The amazing thing is that NASA seems to have arrived at a concept similar to this (though not internationalised) in its 1983 Mariner Mark II programme.
According to Wikipedia, the intention was to have a series of space probes to follow up the very successful Mariner series. They were specifically for the outer Solar System, therefore technologically compatible. The first two missions planned in the series were Cassini and CRAF (Comet Rendezvous - Asteroid Flyby). The costs were supposed to be kept down to $400 million through commonality. Presumably missions to the other outer planets would have followed, instead of today's irrational strategy of playing off expensive one-off Jupiter probes against expensive one-off Saturn probes.
Then Congress cut the funding, and CRAF was sacrificed. In order to save Cassini, it was (according to Wikipedia, which is not always accurate) significantly redesigned in order to reduce total programme cost. As a result Cassini was slimmed down from a $400 million mission to ... a $3.4 Billion one !!! (total programme cost given by Astronautix.com).

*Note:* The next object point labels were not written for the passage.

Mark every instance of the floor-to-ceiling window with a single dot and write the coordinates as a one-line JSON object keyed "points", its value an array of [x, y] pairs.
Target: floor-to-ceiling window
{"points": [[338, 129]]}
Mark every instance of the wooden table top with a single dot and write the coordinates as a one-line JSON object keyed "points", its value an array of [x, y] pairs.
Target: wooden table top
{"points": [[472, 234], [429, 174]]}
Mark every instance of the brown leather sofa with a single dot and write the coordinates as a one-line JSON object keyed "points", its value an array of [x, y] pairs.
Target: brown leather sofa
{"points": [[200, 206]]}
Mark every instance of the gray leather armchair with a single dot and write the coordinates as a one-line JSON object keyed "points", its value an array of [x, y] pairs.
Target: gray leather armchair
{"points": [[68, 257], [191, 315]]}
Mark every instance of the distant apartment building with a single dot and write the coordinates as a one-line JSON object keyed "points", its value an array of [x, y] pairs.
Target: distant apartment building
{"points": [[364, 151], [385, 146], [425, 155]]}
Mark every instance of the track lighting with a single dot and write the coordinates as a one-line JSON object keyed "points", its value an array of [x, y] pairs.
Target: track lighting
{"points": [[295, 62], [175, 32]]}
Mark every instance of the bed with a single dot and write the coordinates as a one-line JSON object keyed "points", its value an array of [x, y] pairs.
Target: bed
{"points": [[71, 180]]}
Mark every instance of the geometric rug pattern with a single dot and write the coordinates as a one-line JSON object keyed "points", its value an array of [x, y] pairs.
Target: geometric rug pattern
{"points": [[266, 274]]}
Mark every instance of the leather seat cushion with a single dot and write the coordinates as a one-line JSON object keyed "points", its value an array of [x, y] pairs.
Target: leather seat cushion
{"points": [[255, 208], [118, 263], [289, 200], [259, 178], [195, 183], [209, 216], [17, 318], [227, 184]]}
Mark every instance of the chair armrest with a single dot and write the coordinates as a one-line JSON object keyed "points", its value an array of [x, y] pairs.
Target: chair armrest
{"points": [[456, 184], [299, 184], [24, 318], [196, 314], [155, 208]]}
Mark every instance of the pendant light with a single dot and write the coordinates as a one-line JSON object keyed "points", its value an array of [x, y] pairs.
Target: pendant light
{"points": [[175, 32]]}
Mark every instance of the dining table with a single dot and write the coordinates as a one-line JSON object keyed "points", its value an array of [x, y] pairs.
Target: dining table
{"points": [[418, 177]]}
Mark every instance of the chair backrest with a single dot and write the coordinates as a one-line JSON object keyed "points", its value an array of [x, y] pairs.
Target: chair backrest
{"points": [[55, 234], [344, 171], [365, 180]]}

In other words, it's the same story as with the Mars rovers: costs rocketing up out of control, exploration going ahead at a crawl, if at all. Clearly the story of Mariner Mark II's transmogrification into Cassini sets the scene for today's planetary exploration landscape.
One can only wonder in amazement whether these programmes are managed by the same people who flew men to the Moon in the 1960s!
Mariner Mark II was replaced (says Wikipedia) with the Discovery programme, and an article in the Dec. 2008 Spaceflight magazine (p.467) puts the cost of Discovery missions at $400 million (i.e. lower cost than the same figure in 1980s dollars). Current Discovery probes are Dawn (to Ceres and Vesta) and Grail (lunar gravity probe, launch in 2011).